The people of Scoraig—a remote peninsula replete with windmills, misty moors, and stunning sea views—are searching for a teacher “with physical and emotional stability” who can run a primary school with only five students. However, they’re having trouble attracting qualified candidates.
Located 150 miles north of Glasgow, Scoraig is only accessible by boat or via a winding, three-mile footpath. Its winters are harsh. Mail is delivered just three times per week. And the community itself attracts a certain self-selecting breed of rugged individualism. Its 70 inhabitants grow their own food, make their own clothing, produce their own electricity, and generally live off the land. So far, the right educator hasn’t been tough—or adventurous—enough to commit to the job.

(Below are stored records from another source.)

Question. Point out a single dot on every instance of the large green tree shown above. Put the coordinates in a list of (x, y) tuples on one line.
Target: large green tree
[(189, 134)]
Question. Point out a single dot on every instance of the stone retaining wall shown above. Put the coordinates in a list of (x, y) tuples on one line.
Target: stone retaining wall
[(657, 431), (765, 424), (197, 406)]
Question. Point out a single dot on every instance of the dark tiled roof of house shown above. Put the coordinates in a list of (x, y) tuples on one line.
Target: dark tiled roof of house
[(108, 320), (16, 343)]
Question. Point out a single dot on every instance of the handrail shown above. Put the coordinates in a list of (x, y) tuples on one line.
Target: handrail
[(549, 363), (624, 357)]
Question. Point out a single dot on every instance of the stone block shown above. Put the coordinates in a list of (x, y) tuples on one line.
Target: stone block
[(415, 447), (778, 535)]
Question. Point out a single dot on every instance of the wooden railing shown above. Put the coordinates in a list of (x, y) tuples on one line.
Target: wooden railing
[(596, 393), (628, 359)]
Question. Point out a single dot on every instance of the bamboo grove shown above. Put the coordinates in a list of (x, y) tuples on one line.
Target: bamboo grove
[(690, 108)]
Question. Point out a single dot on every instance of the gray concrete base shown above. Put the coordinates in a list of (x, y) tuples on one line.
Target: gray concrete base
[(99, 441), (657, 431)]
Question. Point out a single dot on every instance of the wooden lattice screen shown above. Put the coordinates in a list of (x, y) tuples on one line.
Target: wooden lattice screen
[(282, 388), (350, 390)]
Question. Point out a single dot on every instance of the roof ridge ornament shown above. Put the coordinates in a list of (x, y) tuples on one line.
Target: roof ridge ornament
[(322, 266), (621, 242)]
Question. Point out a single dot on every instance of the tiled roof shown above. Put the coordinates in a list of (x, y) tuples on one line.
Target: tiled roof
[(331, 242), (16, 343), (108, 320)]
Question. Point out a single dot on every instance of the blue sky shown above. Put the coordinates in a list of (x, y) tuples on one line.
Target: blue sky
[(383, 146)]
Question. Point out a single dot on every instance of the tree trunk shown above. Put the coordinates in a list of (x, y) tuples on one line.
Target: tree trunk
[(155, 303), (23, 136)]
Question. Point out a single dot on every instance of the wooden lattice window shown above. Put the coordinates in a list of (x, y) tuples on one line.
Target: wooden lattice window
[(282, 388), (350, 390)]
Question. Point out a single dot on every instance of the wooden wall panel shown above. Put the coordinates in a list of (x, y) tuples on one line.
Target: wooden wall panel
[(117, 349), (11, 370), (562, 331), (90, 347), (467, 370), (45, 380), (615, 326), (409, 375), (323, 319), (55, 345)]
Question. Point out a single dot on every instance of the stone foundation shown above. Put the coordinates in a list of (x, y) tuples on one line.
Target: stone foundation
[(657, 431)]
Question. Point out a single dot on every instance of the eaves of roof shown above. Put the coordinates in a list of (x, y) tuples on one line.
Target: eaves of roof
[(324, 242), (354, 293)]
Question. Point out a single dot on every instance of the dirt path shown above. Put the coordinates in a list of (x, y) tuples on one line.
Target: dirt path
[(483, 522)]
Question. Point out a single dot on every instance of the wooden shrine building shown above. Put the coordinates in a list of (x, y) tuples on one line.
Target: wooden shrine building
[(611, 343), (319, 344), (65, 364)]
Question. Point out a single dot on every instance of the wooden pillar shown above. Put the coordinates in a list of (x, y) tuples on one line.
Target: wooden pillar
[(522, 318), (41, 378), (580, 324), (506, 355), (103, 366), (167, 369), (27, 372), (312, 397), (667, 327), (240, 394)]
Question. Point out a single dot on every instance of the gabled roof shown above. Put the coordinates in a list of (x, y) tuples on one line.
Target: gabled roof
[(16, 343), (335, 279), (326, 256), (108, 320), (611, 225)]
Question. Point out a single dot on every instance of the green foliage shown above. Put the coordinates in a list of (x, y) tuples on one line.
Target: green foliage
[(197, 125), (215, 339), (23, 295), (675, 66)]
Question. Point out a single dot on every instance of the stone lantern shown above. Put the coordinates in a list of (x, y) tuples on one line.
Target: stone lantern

Scoraig is currently relying on temporary teachers, who travel in and out of the region via ferry. However, this makeshift solution will only work for so long. As the employment listing states, “more babies [are] on the way.” Pretty soon, the school will expand—and by then, Scoraig will need to have found a full-time faculty member.
The annual salary range is roughly $33,500 to $53,500—an amount that’s sure to go far in a region with no grocery stores, bars, shopping centers, or restaurants. Applications are due by September 21, 2015, and can be filled out online. And yes, despite Scoraig's far-flung location, you do need an official teaching qualification to apply.